2. The sequence \({X_i}\) is a Markov chain with transition probabilities
\[
P(X_{i}=x\mid X_{i-1})=\begin{cases}
f_{\theta}(X_{i-1}) & x=g(X_{i-1},1),\\
1-f_{\theta}(X_{i-1}) & x=g(X_{i-1},0),\\
0, & \text{otherwise.}
\end{cases}
\]
Now let’s assume that \({X_i}\) is ergodic and stationary. In this case, using the results of e.g. Billingsley’s *Statistical Methods in Markov Chains*, we can show that the maximum likelihood estimator of \(\theta\) has the *same* asymptotic distribution as it would have had if the observations \(X_i\) where independent.

## Example

Suppose that
\[
g(x,y)=\begin{cases}
\frac{3}{2}, & \text{if }y=1,\\
\frac{1}{2}, & \text{otherwise.}
\end{cases}
\]
And that \(f_\theta(x) = \Phi(\alpha + \beta x)\). This chain will *probably* be stationary and ergodic unless \(\beta \geq 0\), as it would have a trend when \(\beta > 0\) and be too variable when \(\beta = 0\).

## Simulations

Let’s simulate \(n\) values from the process. Notice that we don’t make use of the first value.

```
simulator <- \(n, alpha, beta, up, down, x0) {
f = \(x) pnorm(alpha + beta * x)
x = rep(NA, n)
x[1] = x0
for(i in seq(2, n)) {
z = rbinom(1, 1, f(x[i-1]))
x[i] = x[i-1] * (up * z + down*(1-z))
}
x
}
```

We can estimate the parameters using `nlm`

.

```
f <- \(p, x) {
ups = diff(x) > 0
alpha = p[1]
beta = p[2]
-sum(pnorm(alpha + beta * x[ups], log.p=TRUE)) -
sum(pnorm(alpha + beta * x[!ups], lower.tail = FALSE, log.p=TRUE))
}
estimator <- \(x) fit = nlm(f, p = c(1, 1), x = x)$estimate
```

Let’s simulate the variance of the \(\beta\) parameter.

```
set.seed(313)
alpha = 2
beta = -1
up = 3/2
down = 1/2
x0 = 1
results <- replicate(1000, {
x = simulator(1000, alpha, beta, up, down, x0)
estimator(x)
})
var(results[2, ]) * 1000
```

`## [1] 4.159315`

And approximate the asymptotic variance using a large sample size.

```
x = simulator(100000, alpha, beta, up, down, x0)
solve(nlm(f, p = c(1, 1), x = x, hessian = TRUE)$hessian)[2, 2] * 100000
```

`## [1] 4.274457`

I count this a match, almost confirming our hypothesis. Let’s try a smaller \(n\) in the simulation.

```
n = 100
results_small <- replicate(10000, {
x = simulator(n, alpha, beta, up, down, x0)
estimator(x)
})
var(results_small[2, ]) * n
```

`## [1] 5.635581`

The variance is, unsurprisingly, larger than the true variance. There might be methods to fix this in the literature, using e.g. Edgeworth expansions or something, but I haven’t checked.

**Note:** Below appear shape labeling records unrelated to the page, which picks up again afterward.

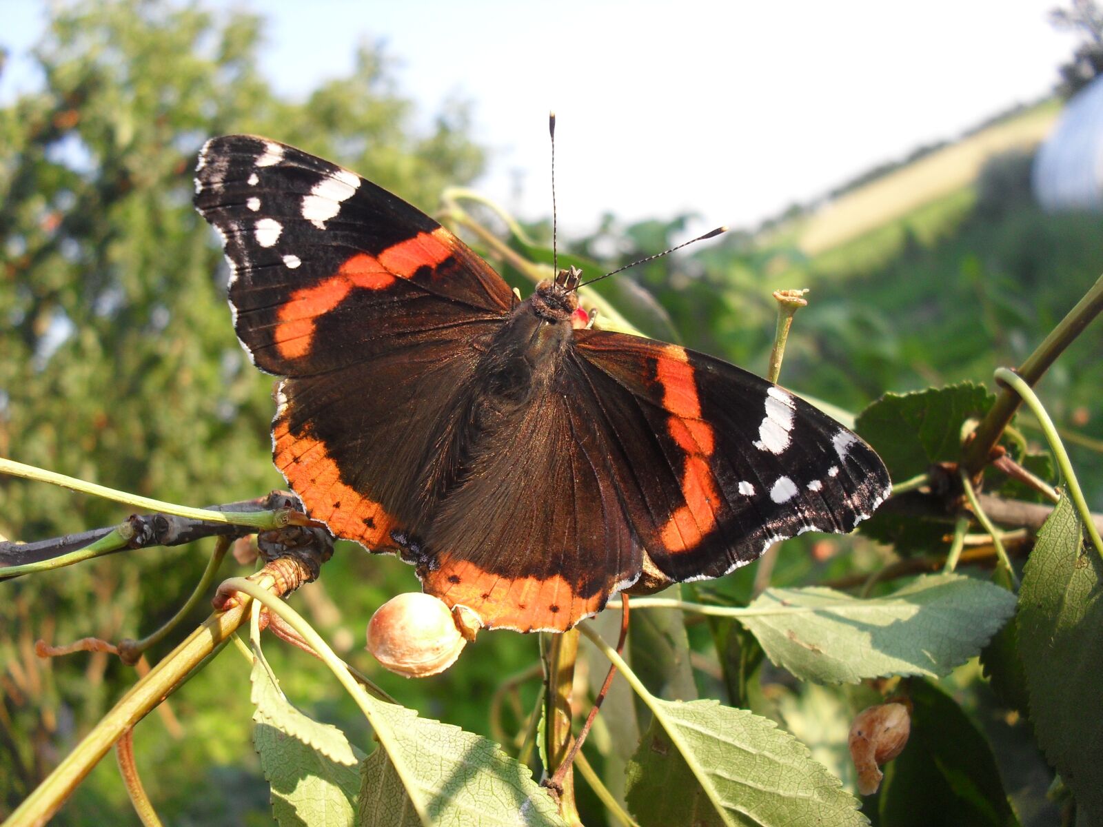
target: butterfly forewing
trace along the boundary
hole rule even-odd
[[[888,496],[872,449],[783,388],[677,345],[603,331],[576,342],[582,404],[672,580],[719,577],[803,531],[849,531]]]

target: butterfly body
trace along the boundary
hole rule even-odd
[[[274,460],[340,537],[395,551],[488,626],[569,629],[617,591],[718,577],[888,494],[790,391],[572,323],[578,271],[518,302],[386,191],[263,138],[208,141],[196,206],[235,327],[285,377]]]

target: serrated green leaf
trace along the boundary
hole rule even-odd
[[[420,718],[414,710],[376,704],[393,730],[392,750],[414,774],[406,783],[383,747],[363,764],[356,823],[371,827],[418,825],[413,784],[431,824],[547,825],[563,820],[528,767],[488,738]]]
[[[885,766],[881,827],[1019,827],[992,748],[961,707],[925,680],[910,684],[908,745]]]
[[[797,691],[799,690],[799,691]],[[801,684],[778,699],[778,712],[785,729],[808,748],[813,760],[843,782],[854,794],[857,771],[850,760],[847,738],[854,717],[842,687]]]
[[[253,743],[281,825],[351,825],[364,754],[336,727],[319,723],[283,697],[260,660],[253,666]]]
[[[886,394],[858,415],[856,430],[880,454],[897,482],[961,454],[962,426],[981,417],[995,397],[962,383],[913,394]]]
[[[773,721],[714,700],[653,702],[628,770],[642,827],[868,824],[838,778]]]
[[[978,654],[1015,611],[1015,595],[961,574],[931,574],[861,600],[823,588],[768,589],[739,620],[770,659],[799,678],[857,683],[940,677]]]
[[[1077,798],[1103,824],[1103,565],[1062,496],[1038,531],[1019,592],[1019,654],[1038,743]]]
[[[996,586],[1008,591],[1015,588],[1006,569],[997,568],[993,574]],[[1004,627],[993,635],[981,652],[981,666],[988,678],[996,697],[1009,709],[1021,715],[1030,715],[1030,696],[1027,694],[1027,676],[1019,657],[1019,619],[1013,616]]]

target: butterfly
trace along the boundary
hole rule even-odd
[[[338,537],[486,627],[564,631],[621,590],[716,578],[889,495],[856,434],[711,356],[521,301],[401,198],[251,136],[203,147],[234,329],[282,377],[272,454]]]

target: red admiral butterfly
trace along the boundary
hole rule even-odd
[[[276,466],[339,537],[395,551],[490,627],[563,631],[622,589],[720,577],[889,494],[858,437],[677,345],[571,323],[577,271],[518,301],[454,235],[353,172],[207,141],[234,327],[286,377]]]

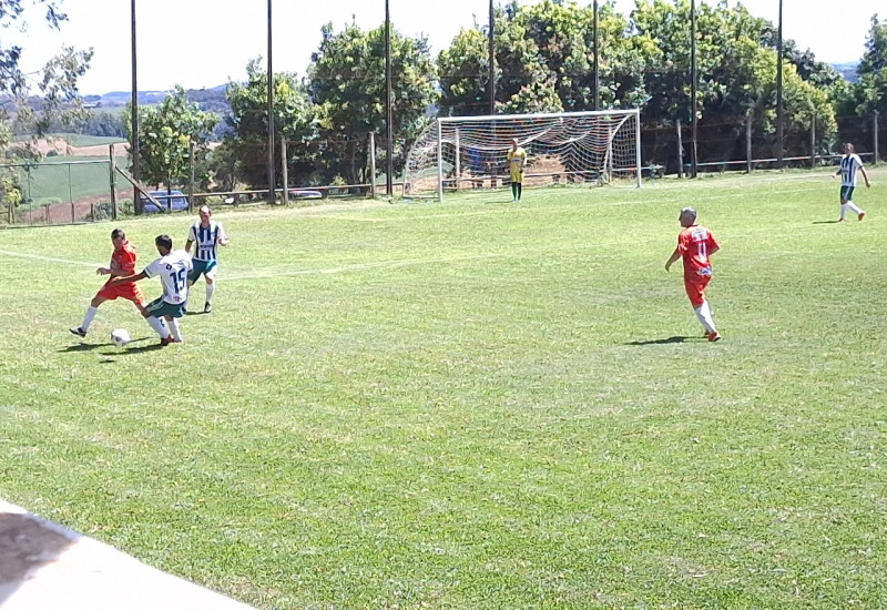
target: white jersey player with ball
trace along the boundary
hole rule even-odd
[[[179,318],[185,314],[187,274],[192,268],[191,255],[184,250],[173,250],[173,241],[169,235],[157,235],[154,245],[157,246],[160,258],[141,273],[114,277],[111,283],[123,284],[145,277],[160,277],[163,283],[163,295],[149,303],[143,315],[147,324],[160,335],[161,345],[182,343]],[[166,321],[169,328],[164,326],[163,321]]]

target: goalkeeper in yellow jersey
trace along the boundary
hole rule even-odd
[[[511,174],[511,201],[520,201],[521,187],[523,186],[523,169],[527,166],[527,151],[524,151],[518,139],[511,141],[511,149],[508,151],[508,171]]]

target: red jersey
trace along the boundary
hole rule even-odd
[[[114,253],[111,255],[111,270],[122,271],[124,275],[135,273],[135,248],[130,245],[130,242],[123,242],[120,248],[114,248]]]
[[[687,226],[677,235],[677,252],[684,260],[684,279],[694,281],[712,276],[708,254],[721,247],[712,232],[704,226]]]

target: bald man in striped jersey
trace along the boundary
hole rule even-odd
[[[194,282],[203,274],[206,282],[206,302],[203,313],[213,311],[213,295],[215,295],[215,274],[218,271],[218,246],[228,245],[228,236],[224,227],[212,220],[213,212],[208,205],[200,209],[201,218],[191,225],[185,242],[185,252],[191,254],[191,246],[196,244],[192,261],[194,268],[187,276],[188,292]]]
[[[854,152],[853,144],[847,142],[844,144],[844,156],[840,157],[838,171],[835,172],[836,176],[840,176],[839,223],[844,222],[844,215],[847,213],[847,210],[852,210],[854,214],[856,214],[856,217],[860,221],[866,217],[866,213],[857,207],[853,202],[853,191],[856,189],[857,172],[861,173],[863,177],[866,179],[866,189],[869,189],[871,183],[868,182],[868,174],[866,173],[866,169],[863,166],[863,160],[859,159],[859,155],[856,154],[856,152]]]

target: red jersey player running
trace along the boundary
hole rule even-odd
[[[111,232],[111,243],[114,244],[114,252],[111,254],[111,266],[99,267],[95,270],[98,275],[110,275],[104,286],[92,297],[90,306],[86,307],[86,313],[83,315],[83,323],[80,326],[71,328],[71,333],[79,337],[85,337],[90,329],[95,314],[99,312],[99,305],[105,301],[114,301],[115,298],[125,298],[132,301],[133,305],[141,312],[143,316],[145,313],[145,298],[142,292],[135,284],[116,284],[112,285],[111,279],[130,275],[135,272],[135,250],[130,242],[126,241],[126,234],[122,228],[115,228]]]
[[[708,340],[718,340],[721,333],[714,326],[712,309],[705,299],[705,287],[712,279],[710,256],[721,250],[721,244],[717,243],[711,231],[696,224],[696,211],[692,207],[681,210],[677,222],[684,230],[677,236],[677,247],[665,263],[665,271],[669,271],[674,262],[683,257],[684,288],[690,297],[690,304],[693,305],[696,317],[705,327],[705,336],[708,337]]]

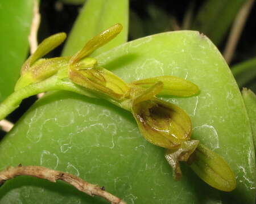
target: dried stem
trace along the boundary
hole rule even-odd
[[[8,121],[7,120],[2,120],[0,121],[0,126],[2,128],[2,129],[6,132],[9,132],[11,130],[13,126],[13,124]]]
[[[226,62],[229,64],[254,0],[247,0],[242,6],[231,28],[228,42],[224,52]]]
[[[125,201],[103,190],[97,185],[90,184],[81,178],[70,173],[48,169],[43,167],[26,166],[19,165],[17,167],[9,167],[0,172],[0,185],[6,181],[18,176],[31,176],[46,179],[56,182],[57,180],[63,180],[73,185],[79,190],[87,194],[98,196],[109,201],[112,204],[125,204]]]

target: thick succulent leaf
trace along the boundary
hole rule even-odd
[[[246,0],[208,0],[196,16],[193,29],[203,32],[216,45],[221,43],[234,19]]]
[[[192,31],[164,33],[96,58],[127,82],[168,75],[197,85],[197,96],[164,99],[189,115],[192,138],[226,160],[237,178],[237,188],[229,193],[214,189],[185,165],[182,178],[175,182],[164,150],[144,139],[130,113],[103,100],[64,91],[40,99],[1,141],[1,169],[21,163],[66,171],[104,185],[131,203],[255,203],[248,117],[229,68],[206,37]],[[106,203],[60,182],[27,177],[7,181],[0,194],[1,203]]]
[[[247,88],[243,89],[242,96],[250,119],[255,150],[256,150],[256,96],[253,91]]]
[[[0,3],[0,101],[14,90],[28,51],[33,0]]]
[[[163,83],[163,89],[159,94],[191,96],[199,92],[199,88],[196,84],[174,76],[152,77],[133,82],[133,84],[147,88],[159,81]]]
[[[92,56],[126,42],[128,32],[128,0],[88,0],[81,11],[64,46],[63,56],[72,56],[86,42],[110,26],[121,23],[121,33]]]
[[[256,78],[256,58],[236,65],[231,70],[237,84],[242,88]]]

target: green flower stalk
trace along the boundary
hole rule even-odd
[[[127,83],[89,57],[96,49],[115,37],[122,26],[117,24],[88,41],[72,57],[41,58],[65,39],[58,33],[44,40],[23,65],[14,92],[0,104],[0,120],[25,97],[42,92],[64,90],[103,98],[132,113],[148,142],[167,149],[165,158],[175,179],[181,176],[180,162],[186,162],[214,188],[236,188],[232,171],[220,156],[191,140],[192,124],[180,108],[156,97],[159,95],[189,97],[199,92],[192,82],[173,76],[156,76]]]

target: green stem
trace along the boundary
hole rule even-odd
[[[8,96],[0,104],[0,120],[5,118],[17,108],[24,99],[53,90],[73,91],[90,97],[96,97],[95,95],[82,87],[77,86],[69,80],[63,80],[59,79],[57,75],[53,75],[41,82],[32,84],[15,91]]]

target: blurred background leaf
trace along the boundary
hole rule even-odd
[[[28,53],[34,0],[0,2],[0,102],[14,91]]]
[[[128,0],[88,0],[81,11],[64,46],[63,56],[71,56],[100,32],[117,23],[123,27],[118,36],[96,50],[97,55],[127,41]]]

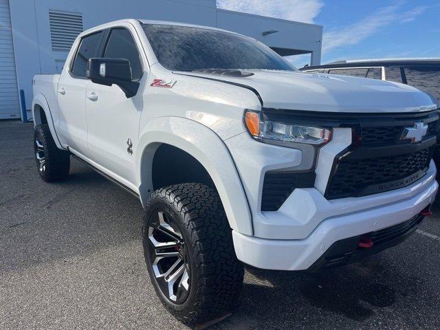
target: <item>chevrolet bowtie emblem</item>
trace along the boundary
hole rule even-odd
[[[416,122],[413,127],[405,127],[400,140],[410,140],[411,143],[421,141],[428,132],[428,125],[423,122]]]

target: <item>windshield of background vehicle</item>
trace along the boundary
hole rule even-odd
[[[142,28],[159,63],[169,70],[296,71],[275,52],[251,38],[188,26],[142,24]]]

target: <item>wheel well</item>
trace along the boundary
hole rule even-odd
[[[211,177],[197,160],[170,144],[162,144],[157,148],[152,169],[155,190],[186,182],[198,182],[215,188]]]
[[[34,108],[34,122],[36,124],[47,124],[47,118],[44,112],[44,109],[38,104],[35,104]]]

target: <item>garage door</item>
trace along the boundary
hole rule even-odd
[[[0,119],[19,118],[8,0],[0,0]]]

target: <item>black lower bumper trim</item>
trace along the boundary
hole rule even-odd
[[[338,241],[332,244],[307,271],[320,272],[352,263],[369,254],[374,254],[395,246],[412,234],[424,218],[423,215],[417,214],[406,221],[377,232]],[[359,246],[361,238],[365,237],[373,241],[371,248],[365,248]]]

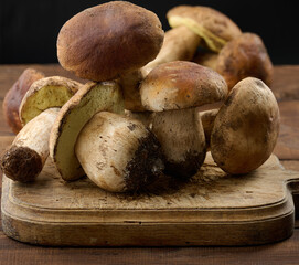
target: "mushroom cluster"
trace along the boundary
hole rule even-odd
[[[89,82],[53,76],[31,85],[19,109],[24,127],[1,160],[6,176],[32,181],[50,155],[65,181],[86,174],[126,192],[165,174],[191,178],[207,150],[232,174],[264,163],[279,110],[255,78],[270,83],[261,40],[206,7],[180,6],[167,17],[173,29],[165,34],[153,12],[125,1],[71,18],[57,57]],[[199,46],[213,52],[213,63],[189,62]]]

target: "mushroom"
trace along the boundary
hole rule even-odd
[[[30,120],[1,159],[3,173],[15,181],[33,181],[49,156],[49,136],[58,108],[49,108]]]
[[[150,127],[161,142],[167,172],[188,178],[199,170],[205,139],[197,107],[213,107],[226,93],[221,75],[191,62],[161,64],[143,80],[141,100],[154,112]]]
[[[273,81],[273,64],[263,40],[253,33],[244,33],[228,42],[217,60],[218,72],[232,89],[245,77],[256,77],[268,86]]]
[[[23,125],[44,109],[63,106],[82,84],[62,76],[51,76],[32,84],[20,104],[20,119]]]
[[[151,11],[125,1],[86,9],[70,19],[57,38],[61,65],[96,82],[120,78],[126,108],[142,109],[139,70],[159,53],[164,32]],[[128,106],[127,106],[128,105]]]
[[[14,134],[18,134],[23,127],[19,118],[19,107],[25,93],[33,82],[43,77],[43,73],[33,68],[26,68],[8,91],[3,99],[3,116]]]
[[[130,99],[126,108],[142,112],[139,83],[156,66],[172,61],[189,61],[199,45],[207,45],[218,52],[227,41],[242,34],[238,26],[226,15],[206,7],[179,6],[168,14],[169,24],[173,28],[165,33],[163,45],[157,57],[145,65],[140,72],[131,76],[125,85],[125,99]]]
[[[260,80],[237,83],[216,115],[211,153],[225,172],[244,174],[271,155],[279,132],[279,109],[273,92]]]
[[[168,11],[167,18],[172,28],[183,25],[200,35],[214,52],[242,33],[229,18],[207,7],[178,6]]]
[[[13,180],[31,181],[49,156],[49,137],[61,107],[81,87],[71,80],[53,76],[34,82],[20,105],[24,127],[2,157],[3,172]]]
[[[140,71],[146,77],[156,66],[173,61],[190,61],[200,45],[200,35],[186,26],[178,26],[165,32],[163,45],[157,57]]]
[[[212,130],[214,127],[214,123],[215,123],[215,118],[217,116],[218,113],[218,108],[214,108],[214,109],[209,109],[209,110],[204,110],[204,112],[200,112],[200,118],[202,121],[202,127],[203,127],[203,131],[204,131],[204,138],[205,138],[205,145],[206,145],[206,150],[210,150],[211,147],[211,135],[212,135]]]
[[[140,121],[117,114],[95,114],[82,129],[75,153],[87,177],[104,190],[136,191],[162,174],[163,155]]]
[[[79,131],[98,112],[124,113],[124,98],[116,82],[85,84],[60,110],[50,135],[50,156],[64,180],[83,177],[74,147]]]
[[[263,40],[254,33],[244,33],[227,42],[218,54],[199,53],[194,62],[220,73],[232,89],[245,77],[257,77],[268,86],[273,81],[273,64]]]

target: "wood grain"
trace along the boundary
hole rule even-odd
[[[227,176],[209,153],[177,190],[131,197],[88,179],[65,183],[49,160],[32,183],[4,177],[2,229],[41,245],[265,244],[292,234],[290,191],[299,192],[298,186],[299,172],[284,170],[274,156],[249,174]]]
[[[6,92],[26,67],[36,67],[47,76],[63,71],[57,65],[0,65],[0,100]],[[66,74],[65,76],[70,76]],[[280,102],[298,99],[299,66],[276,66],[273,91]],[[291,104],[290,104],[291,105]],[[288,107],[287,107],[288,108]],[[289,107],[287,113],[291,113]],[[297,118],[297,119],[296,119]],[[289,119],[298,120],[290,114]],[[297,126],[298,128],[298,126]],[[293,127],[292,131],[296,130]],[[287,132],[288,134],[288,132]],[[0,136],[10,132],[3,123],[0,110]],[[298,139],[298,138],[297,138]],[[293,140],[297,140],[293,138]],[[1,142],[1,141],[0,141]],[[6,142],[10,142],[7,138]],[[3,147],[6,144],[2,145]],[[290,147],[290,145],[289,145]],[[280,149],[281,150],[281,149]],[[276,155],[279,155],[276,152]],[[288,152],[291,155],[291,152]],[[291,155],[292,156],[292,155]],[[290,157],[291,157],[290,156]],[[281,163],[287,169],[299,169],[299,161],[290,158]],[[1,179],[1,177],[0,177]],[[1,182],[0,182],[1,186]],[[298,264],[299,230],[280,243],[248,247],[142,247],[142,248],[53,248],[38,247],[8,239],[1,232],[0,223],[0,264]]]

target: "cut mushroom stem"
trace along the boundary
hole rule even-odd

## Improving confidence sets?

The convergence to the limiting distribution is not very fast. To improve it, it might be worth using the parametric bootstrap, which is second-order accurate (under iid conditions, at least). But I don’t know how well it works in the case of Markov chains.